We do have confidential information in our spaces and want to keep this information inside of our intranet. However some spaces should be available in the DMZ accessible (r/w) for external users over the internet.
What kind of application architecture would you recommend?
The same for Jira. Some projects are strictly internal, others do need access for external users.
Thank you and best regards,
JIRA and Confluence have no notions of "DMZ". They provide users access to issues and pages.
What you're trying to do is completely supported though. You grant
If you want to do it with traditional DMZ, that's a different story - you're into multiple servers and services and building copying/synchronisation processes (there are add-ons to help with that)
You can let the public in through your firewall to access a Space with "Anonymous User" enabled, but they can't see any other Spaces that don't have that enabled. And even within that Space they can see, they can only do what the Permissions settings allows them to do.
Based on the original post it sounds like they are saying that internal spaces should not be accessible outside (even by internal people). "We do have confidential information in our spaces and want to keep this information inside of our intranet." But that there are some spaces that they want read write access to outside. The only way of keeping the internal spaces only accessible on the internal network would be to have rules that drop the traffic based on IP and URL.
I see what you mean.
If they really do mean that no one can access if they are not connected directly within the intranet zone then firewwalls are teh requirement.
But I am not sure what they mean by "external users" - are these people sitting at home or in a hotel accessing the Spaces as a registered User, just connecting in remotely rather from their desk at the office?

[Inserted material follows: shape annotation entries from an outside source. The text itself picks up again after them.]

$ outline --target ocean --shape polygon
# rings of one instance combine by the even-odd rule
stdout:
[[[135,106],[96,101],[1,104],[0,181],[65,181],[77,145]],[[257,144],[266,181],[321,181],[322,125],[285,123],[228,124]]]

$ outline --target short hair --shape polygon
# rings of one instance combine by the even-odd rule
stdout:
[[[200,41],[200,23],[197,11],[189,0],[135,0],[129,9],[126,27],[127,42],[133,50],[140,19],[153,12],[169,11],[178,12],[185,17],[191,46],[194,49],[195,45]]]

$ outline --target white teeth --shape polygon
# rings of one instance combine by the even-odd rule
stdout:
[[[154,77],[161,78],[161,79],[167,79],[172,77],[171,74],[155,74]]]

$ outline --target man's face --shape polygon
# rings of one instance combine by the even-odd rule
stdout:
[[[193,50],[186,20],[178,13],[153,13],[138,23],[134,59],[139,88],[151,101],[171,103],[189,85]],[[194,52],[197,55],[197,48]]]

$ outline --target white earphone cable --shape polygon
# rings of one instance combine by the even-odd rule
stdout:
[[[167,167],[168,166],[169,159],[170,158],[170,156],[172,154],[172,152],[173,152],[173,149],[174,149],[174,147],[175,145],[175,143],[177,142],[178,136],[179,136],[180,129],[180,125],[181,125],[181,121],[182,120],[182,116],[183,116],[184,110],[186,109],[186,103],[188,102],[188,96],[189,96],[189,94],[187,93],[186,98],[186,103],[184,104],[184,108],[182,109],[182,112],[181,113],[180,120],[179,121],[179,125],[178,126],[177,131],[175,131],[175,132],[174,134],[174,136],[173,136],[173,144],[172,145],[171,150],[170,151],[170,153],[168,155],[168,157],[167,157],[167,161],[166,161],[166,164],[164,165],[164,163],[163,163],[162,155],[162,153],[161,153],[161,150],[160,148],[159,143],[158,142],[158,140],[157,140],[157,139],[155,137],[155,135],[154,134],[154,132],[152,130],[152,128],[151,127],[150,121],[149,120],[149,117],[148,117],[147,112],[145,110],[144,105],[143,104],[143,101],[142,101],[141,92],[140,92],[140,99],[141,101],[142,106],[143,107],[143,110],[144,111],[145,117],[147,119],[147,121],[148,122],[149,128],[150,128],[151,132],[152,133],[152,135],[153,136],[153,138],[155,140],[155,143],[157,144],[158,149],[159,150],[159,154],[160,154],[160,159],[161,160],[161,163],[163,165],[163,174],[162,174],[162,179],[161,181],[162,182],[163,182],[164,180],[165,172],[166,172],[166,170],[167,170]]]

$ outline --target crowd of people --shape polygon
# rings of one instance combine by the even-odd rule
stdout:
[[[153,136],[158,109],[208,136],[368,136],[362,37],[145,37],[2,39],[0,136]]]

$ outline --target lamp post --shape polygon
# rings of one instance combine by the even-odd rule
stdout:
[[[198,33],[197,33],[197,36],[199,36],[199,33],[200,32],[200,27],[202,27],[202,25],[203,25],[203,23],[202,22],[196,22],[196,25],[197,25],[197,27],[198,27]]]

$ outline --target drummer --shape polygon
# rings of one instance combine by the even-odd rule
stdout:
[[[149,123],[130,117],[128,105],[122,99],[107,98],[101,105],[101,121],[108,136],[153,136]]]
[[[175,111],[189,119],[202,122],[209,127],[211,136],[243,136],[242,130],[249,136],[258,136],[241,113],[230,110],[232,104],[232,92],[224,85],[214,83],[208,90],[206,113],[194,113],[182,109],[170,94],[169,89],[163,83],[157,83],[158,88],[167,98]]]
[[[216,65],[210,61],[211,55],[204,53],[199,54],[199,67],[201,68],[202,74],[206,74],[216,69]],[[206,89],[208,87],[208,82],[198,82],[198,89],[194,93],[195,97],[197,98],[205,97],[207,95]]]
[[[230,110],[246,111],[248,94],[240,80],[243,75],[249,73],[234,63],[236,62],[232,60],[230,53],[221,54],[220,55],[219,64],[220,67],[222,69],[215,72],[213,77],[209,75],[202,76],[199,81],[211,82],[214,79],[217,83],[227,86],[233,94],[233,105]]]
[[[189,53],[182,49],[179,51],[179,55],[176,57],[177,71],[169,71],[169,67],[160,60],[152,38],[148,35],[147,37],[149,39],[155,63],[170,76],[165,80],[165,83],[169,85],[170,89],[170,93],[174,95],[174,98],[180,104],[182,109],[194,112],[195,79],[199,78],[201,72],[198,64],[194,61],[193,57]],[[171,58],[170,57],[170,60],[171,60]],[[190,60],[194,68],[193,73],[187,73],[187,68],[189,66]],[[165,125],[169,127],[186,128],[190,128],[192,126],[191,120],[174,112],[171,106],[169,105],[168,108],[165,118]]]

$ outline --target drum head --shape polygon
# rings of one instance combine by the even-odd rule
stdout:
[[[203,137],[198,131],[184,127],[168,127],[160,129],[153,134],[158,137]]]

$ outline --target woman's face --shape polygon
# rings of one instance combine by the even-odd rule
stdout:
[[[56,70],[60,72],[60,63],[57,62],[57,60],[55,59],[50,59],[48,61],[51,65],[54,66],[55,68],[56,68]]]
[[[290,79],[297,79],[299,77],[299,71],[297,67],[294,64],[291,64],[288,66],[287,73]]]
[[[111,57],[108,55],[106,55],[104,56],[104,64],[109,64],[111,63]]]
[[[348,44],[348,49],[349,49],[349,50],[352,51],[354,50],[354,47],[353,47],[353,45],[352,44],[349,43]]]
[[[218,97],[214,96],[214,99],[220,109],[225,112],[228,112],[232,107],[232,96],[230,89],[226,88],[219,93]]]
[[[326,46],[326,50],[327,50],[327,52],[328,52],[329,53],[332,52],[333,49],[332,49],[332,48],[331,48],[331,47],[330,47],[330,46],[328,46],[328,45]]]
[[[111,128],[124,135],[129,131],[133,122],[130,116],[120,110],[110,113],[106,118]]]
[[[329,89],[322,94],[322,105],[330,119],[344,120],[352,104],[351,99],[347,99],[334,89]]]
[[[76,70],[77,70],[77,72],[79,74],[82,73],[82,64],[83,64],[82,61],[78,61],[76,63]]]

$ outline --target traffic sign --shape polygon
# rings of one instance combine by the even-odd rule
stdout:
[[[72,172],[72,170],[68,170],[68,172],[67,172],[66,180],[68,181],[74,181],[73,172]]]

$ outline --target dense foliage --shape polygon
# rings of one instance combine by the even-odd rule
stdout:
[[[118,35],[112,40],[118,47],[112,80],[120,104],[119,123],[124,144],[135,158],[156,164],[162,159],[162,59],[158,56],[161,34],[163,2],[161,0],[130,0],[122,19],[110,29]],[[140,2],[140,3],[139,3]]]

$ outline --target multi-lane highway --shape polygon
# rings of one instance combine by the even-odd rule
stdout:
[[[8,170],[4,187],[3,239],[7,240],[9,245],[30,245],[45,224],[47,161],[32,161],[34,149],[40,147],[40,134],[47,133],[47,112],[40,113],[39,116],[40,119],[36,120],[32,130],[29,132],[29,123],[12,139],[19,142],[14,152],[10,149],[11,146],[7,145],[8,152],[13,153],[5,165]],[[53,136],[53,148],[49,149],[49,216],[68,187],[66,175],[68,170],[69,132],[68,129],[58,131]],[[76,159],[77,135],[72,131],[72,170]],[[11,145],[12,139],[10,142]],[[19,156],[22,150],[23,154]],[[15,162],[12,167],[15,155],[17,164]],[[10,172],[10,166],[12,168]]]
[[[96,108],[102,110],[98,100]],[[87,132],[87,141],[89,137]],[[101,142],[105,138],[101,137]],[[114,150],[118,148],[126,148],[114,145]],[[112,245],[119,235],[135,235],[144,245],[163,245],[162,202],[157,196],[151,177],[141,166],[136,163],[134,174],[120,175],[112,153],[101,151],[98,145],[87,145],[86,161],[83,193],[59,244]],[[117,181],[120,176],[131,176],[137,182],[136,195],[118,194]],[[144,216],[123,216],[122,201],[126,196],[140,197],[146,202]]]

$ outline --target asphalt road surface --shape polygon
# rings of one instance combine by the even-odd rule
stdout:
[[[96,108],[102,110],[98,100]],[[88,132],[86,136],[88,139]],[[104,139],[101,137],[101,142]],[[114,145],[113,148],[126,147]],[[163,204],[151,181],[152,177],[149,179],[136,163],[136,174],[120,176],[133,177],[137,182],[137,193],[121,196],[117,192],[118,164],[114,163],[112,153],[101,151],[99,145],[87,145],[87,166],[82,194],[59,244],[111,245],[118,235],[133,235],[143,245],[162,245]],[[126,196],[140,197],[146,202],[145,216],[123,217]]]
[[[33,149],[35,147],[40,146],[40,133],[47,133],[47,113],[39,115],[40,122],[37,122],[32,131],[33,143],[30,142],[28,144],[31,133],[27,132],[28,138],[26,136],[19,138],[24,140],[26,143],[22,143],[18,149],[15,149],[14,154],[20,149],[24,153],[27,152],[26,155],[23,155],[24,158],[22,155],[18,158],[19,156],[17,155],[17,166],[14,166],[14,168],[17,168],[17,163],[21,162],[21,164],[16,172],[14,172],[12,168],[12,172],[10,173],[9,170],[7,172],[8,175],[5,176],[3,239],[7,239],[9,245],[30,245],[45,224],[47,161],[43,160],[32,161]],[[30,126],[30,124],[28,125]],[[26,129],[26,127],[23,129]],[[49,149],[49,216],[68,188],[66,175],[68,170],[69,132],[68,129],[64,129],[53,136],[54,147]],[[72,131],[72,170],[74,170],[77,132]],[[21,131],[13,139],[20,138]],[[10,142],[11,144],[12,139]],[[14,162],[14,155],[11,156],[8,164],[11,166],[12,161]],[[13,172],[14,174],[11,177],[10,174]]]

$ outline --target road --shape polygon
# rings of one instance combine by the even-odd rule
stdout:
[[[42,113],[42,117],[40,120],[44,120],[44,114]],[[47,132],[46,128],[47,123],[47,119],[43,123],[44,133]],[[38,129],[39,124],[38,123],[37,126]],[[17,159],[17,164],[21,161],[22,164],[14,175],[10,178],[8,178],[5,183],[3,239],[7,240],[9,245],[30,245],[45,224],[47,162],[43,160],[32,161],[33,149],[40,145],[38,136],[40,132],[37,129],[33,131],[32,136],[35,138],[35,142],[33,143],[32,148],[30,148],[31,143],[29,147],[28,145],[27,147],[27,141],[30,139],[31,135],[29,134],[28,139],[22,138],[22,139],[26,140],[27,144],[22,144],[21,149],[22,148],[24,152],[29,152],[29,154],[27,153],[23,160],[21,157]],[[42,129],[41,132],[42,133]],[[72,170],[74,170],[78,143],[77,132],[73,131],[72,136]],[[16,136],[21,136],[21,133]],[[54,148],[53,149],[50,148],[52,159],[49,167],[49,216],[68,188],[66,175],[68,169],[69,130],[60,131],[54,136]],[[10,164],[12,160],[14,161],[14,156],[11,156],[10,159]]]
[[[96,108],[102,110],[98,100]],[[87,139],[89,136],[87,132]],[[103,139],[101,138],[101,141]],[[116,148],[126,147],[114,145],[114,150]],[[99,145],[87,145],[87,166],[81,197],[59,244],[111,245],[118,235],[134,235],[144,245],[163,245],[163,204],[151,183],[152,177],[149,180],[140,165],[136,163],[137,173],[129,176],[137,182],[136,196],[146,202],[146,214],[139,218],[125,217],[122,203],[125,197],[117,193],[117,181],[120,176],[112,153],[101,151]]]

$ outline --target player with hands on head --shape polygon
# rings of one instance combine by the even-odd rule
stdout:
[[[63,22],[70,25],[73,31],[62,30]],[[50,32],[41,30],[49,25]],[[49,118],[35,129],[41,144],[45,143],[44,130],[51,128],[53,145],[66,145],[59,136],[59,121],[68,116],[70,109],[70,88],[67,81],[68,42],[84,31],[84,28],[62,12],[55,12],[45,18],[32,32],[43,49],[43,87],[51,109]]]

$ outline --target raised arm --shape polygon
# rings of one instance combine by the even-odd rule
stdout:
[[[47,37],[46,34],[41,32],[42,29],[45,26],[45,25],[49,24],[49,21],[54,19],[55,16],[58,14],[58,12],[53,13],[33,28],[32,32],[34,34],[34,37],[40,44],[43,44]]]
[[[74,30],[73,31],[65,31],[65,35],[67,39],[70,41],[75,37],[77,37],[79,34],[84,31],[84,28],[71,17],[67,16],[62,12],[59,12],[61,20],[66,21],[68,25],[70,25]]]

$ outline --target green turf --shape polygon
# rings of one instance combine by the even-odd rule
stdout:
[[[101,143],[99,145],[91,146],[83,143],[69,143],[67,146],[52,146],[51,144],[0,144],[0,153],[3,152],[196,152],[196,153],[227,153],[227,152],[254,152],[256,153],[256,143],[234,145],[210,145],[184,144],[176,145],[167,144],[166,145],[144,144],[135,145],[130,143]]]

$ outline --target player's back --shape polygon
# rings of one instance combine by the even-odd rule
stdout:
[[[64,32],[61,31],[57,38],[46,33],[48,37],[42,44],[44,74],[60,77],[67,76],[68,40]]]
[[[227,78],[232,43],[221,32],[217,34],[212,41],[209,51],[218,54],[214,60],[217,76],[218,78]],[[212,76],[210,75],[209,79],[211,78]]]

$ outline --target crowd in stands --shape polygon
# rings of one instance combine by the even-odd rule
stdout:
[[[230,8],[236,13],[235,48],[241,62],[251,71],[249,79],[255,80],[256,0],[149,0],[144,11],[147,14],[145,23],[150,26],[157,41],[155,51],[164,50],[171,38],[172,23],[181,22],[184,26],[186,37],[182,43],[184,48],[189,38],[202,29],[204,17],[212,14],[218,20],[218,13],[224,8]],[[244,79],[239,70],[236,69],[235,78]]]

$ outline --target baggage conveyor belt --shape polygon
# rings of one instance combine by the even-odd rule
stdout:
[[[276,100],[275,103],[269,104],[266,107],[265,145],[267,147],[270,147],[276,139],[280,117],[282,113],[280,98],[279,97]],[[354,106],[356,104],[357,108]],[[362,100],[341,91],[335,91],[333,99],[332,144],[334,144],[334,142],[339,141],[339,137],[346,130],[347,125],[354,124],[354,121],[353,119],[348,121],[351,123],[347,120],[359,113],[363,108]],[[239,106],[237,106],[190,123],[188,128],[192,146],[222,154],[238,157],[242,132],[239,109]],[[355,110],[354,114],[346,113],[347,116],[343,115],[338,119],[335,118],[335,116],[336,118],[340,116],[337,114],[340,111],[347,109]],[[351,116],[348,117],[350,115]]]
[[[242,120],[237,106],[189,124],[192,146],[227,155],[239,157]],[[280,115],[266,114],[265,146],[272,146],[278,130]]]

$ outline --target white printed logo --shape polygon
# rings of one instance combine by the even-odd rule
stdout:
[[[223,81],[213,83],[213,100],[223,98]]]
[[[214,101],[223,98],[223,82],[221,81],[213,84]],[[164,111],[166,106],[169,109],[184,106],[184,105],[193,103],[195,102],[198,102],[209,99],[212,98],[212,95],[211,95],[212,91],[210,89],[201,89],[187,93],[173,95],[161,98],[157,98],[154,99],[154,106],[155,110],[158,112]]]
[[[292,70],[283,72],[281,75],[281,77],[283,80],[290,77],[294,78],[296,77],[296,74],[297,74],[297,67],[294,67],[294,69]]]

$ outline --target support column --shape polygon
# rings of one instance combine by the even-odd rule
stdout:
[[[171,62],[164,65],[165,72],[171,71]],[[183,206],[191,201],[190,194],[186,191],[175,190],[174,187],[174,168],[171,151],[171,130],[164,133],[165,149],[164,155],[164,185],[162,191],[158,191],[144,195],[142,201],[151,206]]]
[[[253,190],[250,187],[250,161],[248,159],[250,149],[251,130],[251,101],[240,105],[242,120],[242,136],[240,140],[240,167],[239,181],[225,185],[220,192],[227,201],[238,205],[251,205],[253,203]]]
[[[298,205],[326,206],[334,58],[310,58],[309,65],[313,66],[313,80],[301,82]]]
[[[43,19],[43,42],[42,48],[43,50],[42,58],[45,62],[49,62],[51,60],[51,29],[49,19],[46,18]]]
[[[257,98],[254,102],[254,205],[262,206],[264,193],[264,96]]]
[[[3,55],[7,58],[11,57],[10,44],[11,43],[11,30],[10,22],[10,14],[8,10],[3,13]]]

We don't want to rely on Confluence security settings alone and would like to invoke our firewall. The problem is that I did not find a rule set that enables single space publishing for both, read- and write access.
It looks like the only solution would be to have two separate Confluence instances.
A Space "normally" can only be accessed by the Users that you grant access to .. so the Space is "confidential" to them.
Within that Space you can then View Restrict a page (and by inheritance all its Child pages) to a subset of the Users with access to the Space e.g. a task force or a executive committee etc
But by specific action of the Space Administrator, you can create Spaces for public access where they don't require login ... just like a normal web page .. by specifically turning on the Anonymous User option in the Space configuration - what they can do when they visit that page is up to the settings of the Permissions for that Anonymous User. Of course people with a registered user access can log in as normal and do other things in that Space like edit etc as per their personal Permissions for that Space. So whilst the Space is open to the public with no login, they can't edit or create any mischief, but your registered Users of that Space can manage the content
I don't know if you're still searching for solutions, but maybe other people do.
I would think about having two different Jira/Confluence instances, one internal and one in the DMZ and copy to the DMZ only the information which you really like to expose. This way you can guarantee that no internal information will be shared with the outside world.
If you further want to automate the jira information copy process, you could use an issue sync solution like Backbone Issue Sync. A solution like this also enables you to share only some fields of an issue.
For Confluence, I don't know of a solution which is the same way automated. However, you could use the internal Confluence as your authoring system and publish the space to the DMZ Confluence when you're done with your changes by using Scroll Versions and the Scroll Remote Publishing Endpoint.